Ein Spaziergang durch die Stadt

© Mike Gutsing

In die Ferne – nur wohin?

Es ist schon eine merkwürdige Eigenart des Menschen, seine eigene Welt in der Literatur zu suchen oder sich umgekehrt von einer Lektüre so anstacheln zu lassen, dass man wie ein Pfeil an allen Kurven des Lebens vorbeischießen möchte. In den Frühlingsmonaten verdichteten sich die Momente der beiden geschilderten Eindrücke und der Drang, zumindest für kurze Zeit ein wenig frisches Gras über die alltäglichen Wege wachsen zu lassen, entwickelte sich schnell zu einer konkreten Idee. Das Historikerherz in meiner Brust zwang mich, eine solche Reise auch irgendwie intellektuell zu begründen und nach einem kurzen Gang zum heimischen Bücherregal war der Entschluss gefasst. Während mich eine Hanse- und Preußenreise in der Vergangenheit bereits auf die Spuren der Hohenzollern geführt hatte, waren meine Erfahrungen mit dem Wirken der Donau-Dynastie Habsburg kaum praktischer Natur.

Die wichtigsten Orte des alten Österreich sind heute fast ausnahmslos Hauptstädte junger ostmitteleuropäischer Nationen, und so war die Reiseroute schnell abgesteckt: Pressburg – Budapest – Laibach und Wien. Nur das große Prag musste ausgelassen werden, da sonst zu wenig Tage zur Verfügung standen, um die anderen Städte ausreichend zu erkunden. Aber nicht nur die Kulturstätten lockten, sondern auch das Karpatenvorland, die Julischen Alpen und natürlich die Donau, die in ihrer Vielfalt zum Dreh- und Angelpunkt der Reise wurde.

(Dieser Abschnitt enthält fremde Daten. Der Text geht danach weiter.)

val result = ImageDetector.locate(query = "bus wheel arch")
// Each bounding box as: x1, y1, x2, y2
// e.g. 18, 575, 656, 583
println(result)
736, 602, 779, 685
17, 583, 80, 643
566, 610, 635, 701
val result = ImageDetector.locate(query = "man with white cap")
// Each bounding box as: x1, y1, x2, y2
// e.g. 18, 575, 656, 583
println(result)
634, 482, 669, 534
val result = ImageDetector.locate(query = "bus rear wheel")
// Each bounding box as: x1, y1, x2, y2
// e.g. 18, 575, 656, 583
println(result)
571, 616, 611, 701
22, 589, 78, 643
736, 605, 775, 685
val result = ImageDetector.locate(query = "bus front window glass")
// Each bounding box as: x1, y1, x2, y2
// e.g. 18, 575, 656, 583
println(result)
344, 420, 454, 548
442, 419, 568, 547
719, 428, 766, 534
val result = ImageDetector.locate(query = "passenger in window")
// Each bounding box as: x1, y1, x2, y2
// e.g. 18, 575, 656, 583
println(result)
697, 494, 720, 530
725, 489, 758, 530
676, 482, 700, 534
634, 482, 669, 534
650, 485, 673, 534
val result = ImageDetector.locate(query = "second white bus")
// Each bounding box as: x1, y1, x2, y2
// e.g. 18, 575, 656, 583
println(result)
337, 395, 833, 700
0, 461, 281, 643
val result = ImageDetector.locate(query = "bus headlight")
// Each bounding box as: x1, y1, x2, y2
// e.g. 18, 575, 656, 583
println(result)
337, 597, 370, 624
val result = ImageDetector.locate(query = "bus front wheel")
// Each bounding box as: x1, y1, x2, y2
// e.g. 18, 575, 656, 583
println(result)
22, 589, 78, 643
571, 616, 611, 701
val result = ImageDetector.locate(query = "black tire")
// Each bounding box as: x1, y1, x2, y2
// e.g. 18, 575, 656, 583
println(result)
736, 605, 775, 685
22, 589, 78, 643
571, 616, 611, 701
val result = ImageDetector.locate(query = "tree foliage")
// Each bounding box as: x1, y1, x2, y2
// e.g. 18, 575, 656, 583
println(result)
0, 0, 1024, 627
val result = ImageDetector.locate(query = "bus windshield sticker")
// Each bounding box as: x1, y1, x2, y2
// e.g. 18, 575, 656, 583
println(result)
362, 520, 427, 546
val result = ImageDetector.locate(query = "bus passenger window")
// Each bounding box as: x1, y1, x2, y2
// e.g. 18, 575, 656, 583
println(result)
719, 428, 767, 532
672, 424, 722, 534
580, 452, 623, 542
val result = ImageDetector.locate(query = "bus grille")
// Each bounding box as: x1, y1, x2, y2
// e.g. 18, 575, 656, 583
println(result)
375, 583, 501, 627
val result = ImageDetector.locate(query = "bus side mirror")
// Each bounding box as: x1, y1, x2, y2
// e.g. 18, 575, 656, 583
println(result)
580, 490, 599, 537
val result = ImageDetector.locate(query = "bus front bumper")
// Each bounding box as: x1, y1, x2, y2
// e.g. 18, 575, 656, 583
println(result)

In einem Sprung an den Karpatenbogen

Fragt man eine Schulklasse, was eine Hauptstadt ausmacht, sind Antworten wie eine große Einwohnerzahl, viele Sehenswürdigkeiten oder eine wichtige Rolle in der Geschichte des jeweiligen Landes zu erwarten. Die slowakische Hauptstadt Pressburg (Bratislava) fällt im europäischen Vergleich in mindestens zwei dieser Kategorien durch, ist sie doch deutlich kleiner als die Regierungssitze ihrer Nachbarn. Nachdem ich meine Unterkunft, ein kleines Zimmer in den sozialistischen Vororten der Stadt, bezogen hatte, fuhr ich mit der nächsten Straßenbahn in die Innenstadt. Die mehrstöckigen, oft renovierten Gebäude wichen allmählich kleineren, engeren und oft deutlich älteren Häusern, ein untrügliches Zeichen, dass man die Altstadt erreicht hatte.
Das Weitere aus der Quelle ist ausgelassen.